On this state-of-the-art, wildly engineered platform was a no less avant garde body, drawn and executed with abundant flair and no shortage of Figoni et Falaschi inspiration by Czech coachbuilder Joseph Sodomka. With its sweeping lines, baroque curves, “envelope” fenders, and exquisite detailing, including headlights blended into the tips of the fenders, stylized Sodomka monograms on the spats, and a dorsal fin on the rear deck, it was as spectacular an automobile as the former Czechoslovakia ever built.
THE ARIZONA DYNAMIK
The history of the six Dynamiks is recorded by Karel Jicinsky in his book, Automobily Aero a jejich doba (“Aero Automobiles and Their History”). Car number 5, that which is offered here, was originally delivered to František Louda, a former Olympic hammer thrower and champion amateur boxer, turned prominent carpenter and architect, who received it in 1940 and proceeded to use it until 1942. That year, he joined the Resistance to the invading Axis Powers, and perhaps wisely chose to hide his eye-catching automobile in a barn.

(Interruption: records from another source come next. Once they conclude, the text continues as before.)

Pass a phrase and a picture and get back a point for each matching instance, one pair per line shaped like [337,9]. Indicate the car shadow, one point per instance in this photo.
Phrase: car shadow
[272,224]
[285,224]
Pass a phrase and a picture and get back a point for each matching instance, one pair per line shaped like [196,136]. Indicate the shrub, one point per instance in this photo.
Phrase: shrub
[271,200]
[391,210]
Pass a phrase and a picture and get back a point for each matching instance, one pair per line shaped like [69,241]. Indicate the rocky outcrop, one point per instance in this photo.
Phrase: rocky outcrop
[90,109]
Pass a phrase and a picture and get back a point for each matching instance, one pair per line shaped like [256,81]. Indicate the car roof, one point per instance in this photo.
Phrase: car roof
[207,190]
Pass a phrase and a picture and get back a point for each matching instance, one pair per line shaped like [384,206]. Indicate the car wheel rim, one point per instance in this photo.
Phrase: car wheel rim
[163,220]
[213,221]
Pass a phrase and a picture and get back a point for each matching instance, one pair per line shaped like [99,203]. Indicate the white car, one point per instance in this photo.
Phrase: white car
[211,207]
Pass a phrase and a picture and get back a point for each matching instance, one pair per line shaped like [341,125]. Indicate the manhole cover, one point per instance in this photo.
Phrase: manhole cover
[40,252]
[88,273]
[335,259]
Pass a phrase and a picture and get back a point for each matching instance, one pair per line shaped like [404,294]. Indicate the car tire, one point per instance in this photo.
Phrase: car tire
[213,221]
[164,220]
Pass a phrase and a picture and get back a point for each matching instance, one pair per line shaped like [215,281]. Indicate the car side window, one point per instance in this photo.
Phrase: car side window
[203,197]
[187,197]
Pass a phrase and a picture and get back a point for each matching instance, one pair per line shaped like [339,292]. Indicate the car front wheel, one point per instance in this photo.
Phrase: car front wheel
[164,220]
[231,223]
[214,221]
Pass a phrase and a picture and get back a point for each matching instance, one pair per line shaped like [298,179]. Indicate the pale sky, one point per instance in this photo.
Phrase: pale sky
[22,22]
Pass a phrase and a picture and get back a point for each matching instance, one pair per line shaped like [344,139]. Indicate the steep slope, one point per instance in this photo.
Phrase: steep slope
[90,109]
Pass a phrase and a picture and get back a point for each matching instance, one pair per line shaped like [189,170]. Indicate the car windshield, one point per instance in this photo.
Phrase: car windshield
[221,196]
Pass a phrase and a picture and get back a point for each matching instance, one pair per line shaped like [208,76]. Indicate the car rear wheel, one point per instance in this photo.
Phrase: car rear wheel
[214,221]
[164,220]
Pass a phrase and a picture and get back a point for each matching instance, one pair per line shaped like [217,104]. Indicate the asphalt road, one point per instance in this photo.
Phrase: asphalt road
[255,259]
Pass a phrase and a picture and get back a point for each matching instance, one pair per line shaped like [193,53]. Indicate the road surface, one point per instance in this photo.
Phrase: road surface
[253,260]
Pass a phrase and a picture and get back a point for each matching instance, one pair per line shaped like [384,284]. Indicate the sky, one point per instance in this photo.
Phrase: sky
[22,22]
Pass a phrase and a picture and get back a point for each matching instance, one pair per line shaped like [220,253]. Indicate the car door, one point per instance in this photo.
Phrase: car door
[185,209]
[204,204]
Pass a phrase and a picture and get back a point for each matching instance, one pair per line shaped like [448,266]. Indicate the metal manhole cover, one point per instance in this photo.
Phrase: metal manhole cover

Following the war, Louda gave the Aero to his friend, S. Harrison Thomson, a professor of Central European history at the University of Colorado. In December of 1945 Thomson had the car shipped to Colorado, where it remained for nearly 15 years. A succession of owners followed, eventually placing the car in the Arizona desert near Tucson, where it sat for nearly 10 years in the dry desert climate.
In the 1980s the car was rescued and fully restored to its present condition, with much of the restoration work undertaken by Don Vogliesand of Seattle, Washington, who was able to recreate the missing original Sodomka trim and badges. The car was refinished in a stunning black and red livery, with a matching black-piped scarlet leather interior facing a beautiful French-inspired dashboard. The engine was restored by Mike Fennel of Saugas, California. Not unsurprisingly, the fascinating Dynamik attracted much attention in the Western press, including features in the June 1990 issue of Road & Track and the December 1985 issue of Classic & Sports Car.
A stunning creation not seen in public in recent years, the “Arizona” Dynamik is one of two extant, the other of which is in a permanent museum collection. Thus, this marks the only opportunity for the connoisseur of fascinating engineering and Art Deco design to acquire Sodomka’s coachbuilt fantasy. It is a testament to the sheer amazing things that can come from the most unlikely places.